Autoria Alastair Crooke, ex-analista do MI6, ex-diplomata britânico, fundador e diretor do Fórum de Conflitos, com sede em Beirute.
Os sinais estão aí para todos lerem: o Ocidente – ao ignorar deliberadamente tais marcadores explícitos – não poderá reclamar, ou escapar, das consequências.
Não, o “estranho ruído” não é um novo distúrbio ocidental – um colapso em massa único de sanidade – pelo qual passamos.

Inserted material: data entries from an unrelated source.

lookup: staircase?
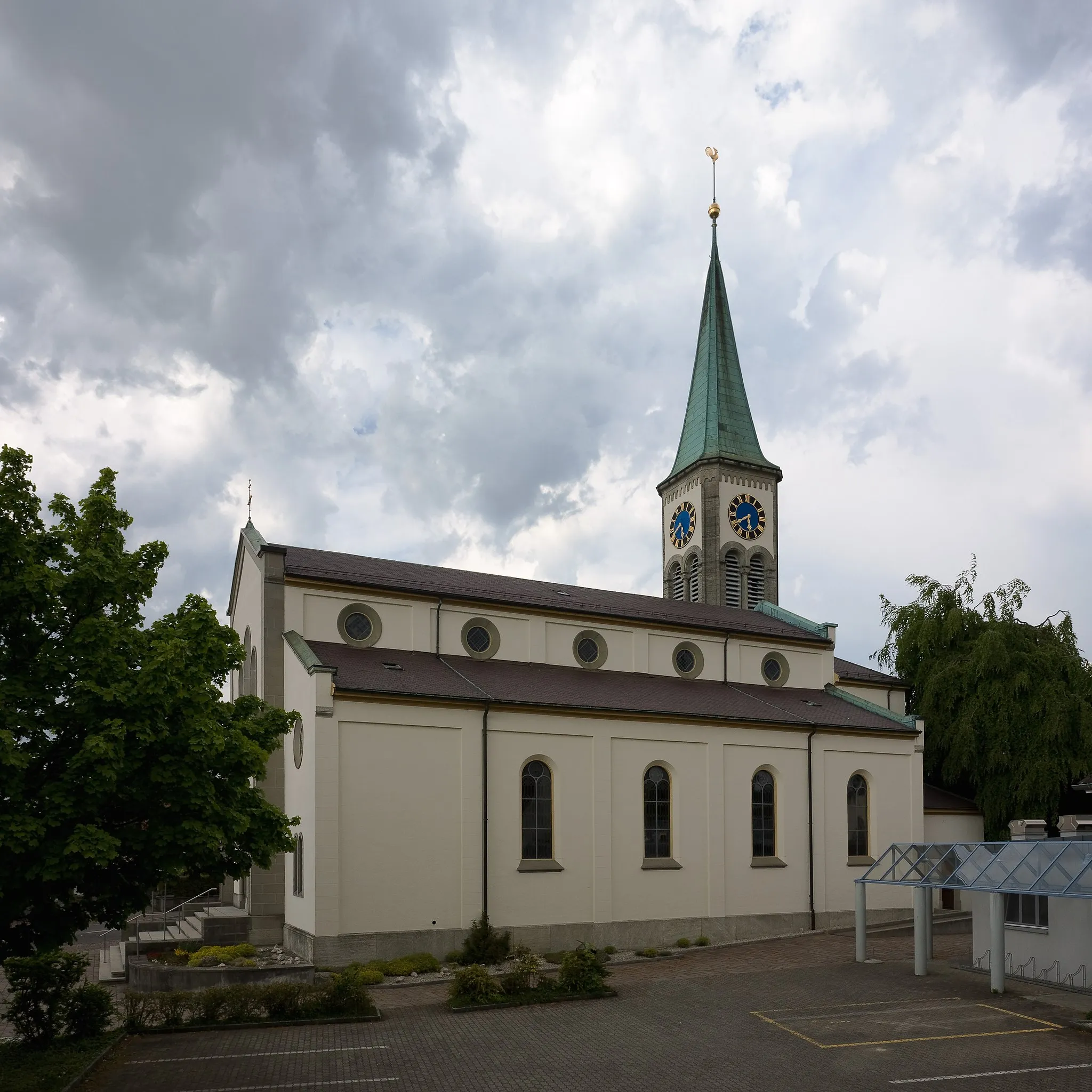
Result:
[98,903,250,982]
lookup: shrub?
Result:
[65,982,117,1039]
[459,914,512,966]
[448,963,501,1005]
[557,945,607,994]
[187,945,258,966]
[382,952,440,976]
[322,964,374,1017]
[3,951,90,1043]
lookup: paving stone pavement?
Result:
[75,934,1092,1092]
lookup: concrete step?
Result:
[98,941,126,982]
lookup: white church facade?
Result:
[229,208,924,963]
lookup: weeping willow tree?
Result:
[876,563,1092,838]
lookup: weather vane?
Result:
[705,147,721,227]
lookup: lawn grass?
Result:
[0,1032,121,1092]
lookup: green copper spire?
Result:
[668,226,777,477]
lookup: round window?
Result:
[338,603,383,649]
[762,652,789,686]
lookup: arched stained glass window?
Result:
[522,759,553,861]
[686,557,701,603]
[644,766,672,857]
[846,773,868,857]
[747,553,766,611]
[667,561,686,599]
[751,770,776,857]
[724,553,744,607]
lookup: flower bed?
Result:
[122,970,379,1032]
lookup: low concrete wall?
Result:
[129,956,315,994]
[284,909,906,966]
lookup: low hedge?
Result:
[122,968,376,1032]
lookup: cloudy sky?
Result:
[0,0,1092,657]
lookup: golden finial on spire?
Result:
[705,147,721,226]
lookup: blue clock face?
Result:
[668,500,698,549]
[728,494,766,542]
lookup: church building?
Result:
[228,204,924,964]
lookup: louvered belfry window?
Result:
[747,553,766,611]
[522,759,553,861]
[667,561,686,599]
[724,553,743,607]
[687,557,701,603]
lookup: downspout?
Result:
[808,728,817,933]
[481,705,489,922]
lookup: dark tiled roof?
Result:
[307,641,908,733]
[922,785,982,816]
[277,546,826,644]
[834,656,910,689]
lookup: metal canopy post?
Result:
[853,880,868,963]
[989,891,1005,994]
[914,887,929,977]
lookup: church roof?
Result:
[667,224,781,478]
[277,546,830,645]
[306,641,916,734]
[834,656,910,690]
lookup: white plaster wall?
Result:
[723,732,808,914]
[231,546,264,697]
[611,736,709,922]
[280,643,314,934]
[339,720,464,933]
[969,892,1092,985]
[729,641,830,690]
[489,713,595,925]
[925,812,985,842]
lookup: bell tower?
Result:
[656,147,782,609]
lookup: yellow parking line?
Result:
[751,997,1062,1050]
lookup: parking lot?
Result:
[87,935,1092,1092]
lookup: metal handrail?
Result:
[103,886,220,956]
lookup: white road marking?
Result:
[888,1062,1092,1085]
[176,1077,399,1092]
[126,1046,390,1066]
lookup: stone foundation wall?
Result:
[284,909,908,966]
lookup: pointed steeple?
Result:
[668,226,781,478]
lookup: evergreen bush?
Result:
[3,951,90,1043]
[459,914,512,966]
[448,963,501,1005]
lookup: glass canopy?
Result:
[857,839,1092,899]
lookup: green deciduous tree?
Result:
[877,565,1092,837]
[0,446,296,959]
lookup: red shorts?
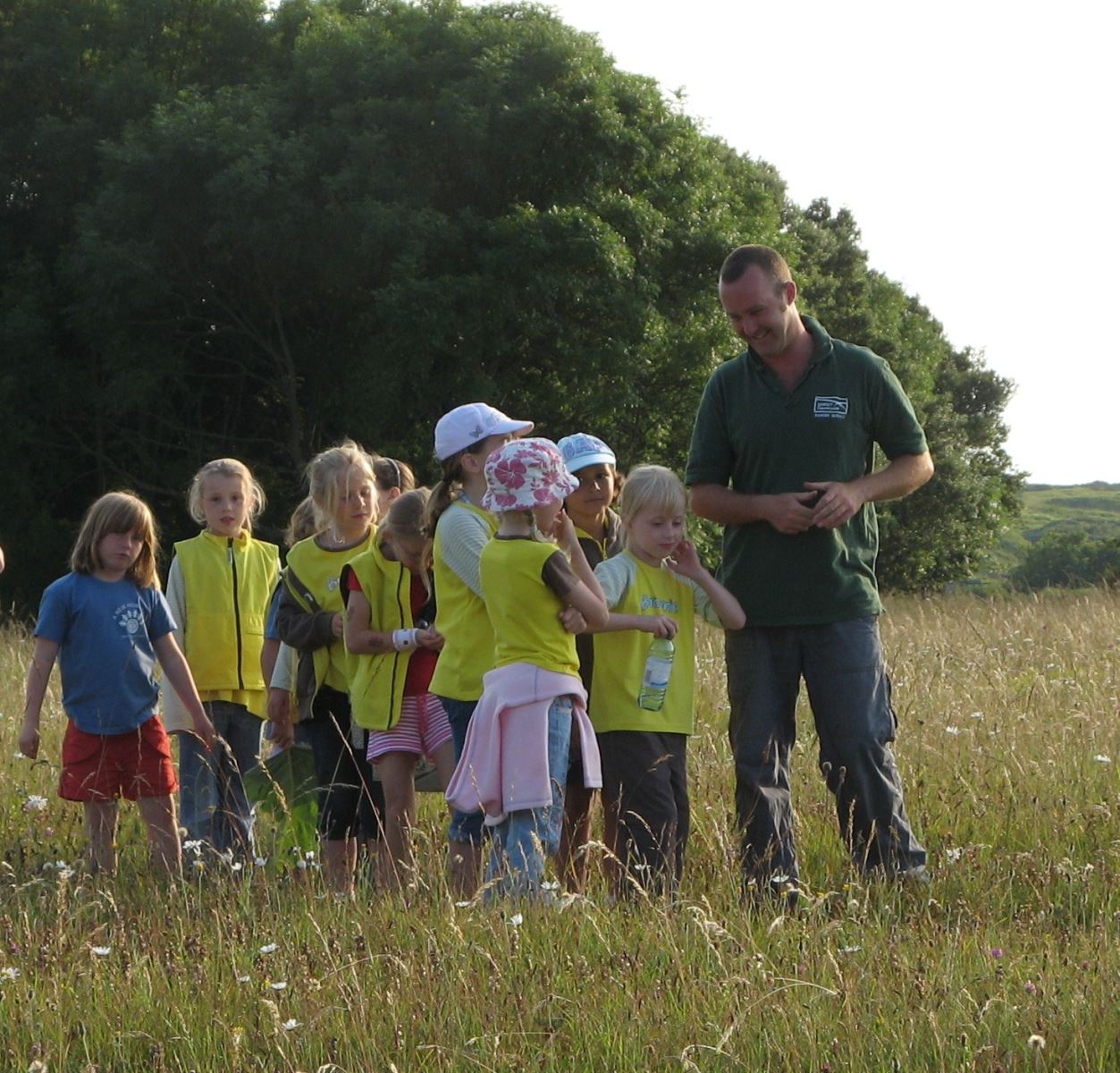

É algo pior: um retorno a uma versão dogmática e autoritária da verdade que o físico dissidente Eric Weinstein reclama que (no Ocidente) também destruiu a ciência verdadeira – ignorando e silenciando suas vozes dissidentes mais importantes, enquanto recompensa amplamente as fraudes na Ciência.
Considere: O primeiro-ministro Netanyahu discursou no Congresso dos EUA em 24 de julho dizendo, de forma implacavelmente maniqueísta, que o Ocidente está enfrentando um “eixo do mal” (Irã e aliados), e portanto os EUA devem se juntar para destruir. Foi um chamado para participar de uma guerra civilizacional.
Seu convite foi comemorado com 58 ovações de pé pelos legisladores dos EUA.
Netanyahu voltou para casa para se encontrar com um desastre na comunidade drusa no Golã. Fragmentos de mísseis atingiram, matando e ferindo muitas crianças que jogavam futebol (as circunstâncias exatas ainda não estão claras). A racionalidade ocidental, no entanto, é perfeitamente capaz de deduzir, em primeiro lugar, que Majdal Shams fica na Síria ocupada; em segundo lugar, que a comunidade drusa na região é esmagadoramente síria (rejeitando a cidadania israelense) e amplamente pró-Síria. E que eles não são judeus nem israelenses. O Ocidente aparentemente não pode, no entanto, aludir a conclusão mais óbvia: por que diabos o Hezbollah atacaria intencionalmente uma comunidade síria em terras sírias que é amplamente simpática à Resistência?
Eles não fariam isso. No entanto, esses fatos óbvios são completamente ignorados por uma racionalidade que, como Weinstein sugere, prefere ativamente a mentira à verdade. O porta-voz Kirby disse que o Hezbollah atacara crianças no norte de Israel.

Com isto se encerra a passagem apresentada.